G-Eazy singles chronology
| "I Mean It" (2014) | "Lotta That" (2014) | "You Don't Own Me" (2015) |

ASAP Ferg singles chronology
| "Hella Hoes" (2014) | "Lotta That" (2014) | "Doe-Active" (2014) |

Danny Seth singles chronology
|  | "Lotta That" (2014) |  |

= Lotta That =

"Lotta That" is a song by American rapper G-Eazy. It was released on June 10, 2014, as the sixth single from his debut studio album These Things Happen (2014). The song was produced by Eazy himself and Christoph Andersson. It also features guest appearances from American rapper ASAP Ferg and English rapper Danny Seth.

==Chart performance==
This single reached number 14 on the US Billboard Bubbling Under Hot 100 Singles and peaked at number 32 on the US Billboard Hot R&B/Hip-Hop Songs chart.
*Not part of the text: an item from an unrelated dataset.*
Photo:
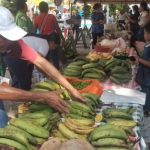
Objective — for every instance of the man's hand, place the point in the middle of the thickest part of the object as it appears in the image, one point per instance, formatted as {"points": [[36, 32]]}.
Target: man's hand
{"points": [[53, 99], [139, 46], [78, 96]]}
On November 25, 2025, the single was certified Platinum by the Recording Industry Association of America (RIAA) for sales of over 1,000,000 digital copies in the United States.

==Credits and personnel==
Credits and personnel are adapted from the These Things Happen album liner notes.
- G-Eazy – writer, vocals, producer
- Christoph Andersson – writer, producer, recording
- ASAP Ferg – writer, vocals
- Danny Seth Bell – writer, vocals
- James W. Lavigne – writer, background vocals
- Jaycen Joshua – mixing
- Ryan Paul – mixing assistant
- Dave Kutch – mastering

== Charts ==

| Chart (2014) | Peak position |
|---|---|
| US Bubbling Under Hot 100 Singles (Billboard) | 14 |
| US Hot R&B/Hip-Hop Songs (Billboard) | 32 |
| US Hot Rap Songs (Billboard) | 21 |

== Certifications ==

| Region | Certification | Certified units/sales |
| United States (RIAA) | Platinum | 1,000,000^{‡} |
^{‡} Sales+streaming figures based on certification alone.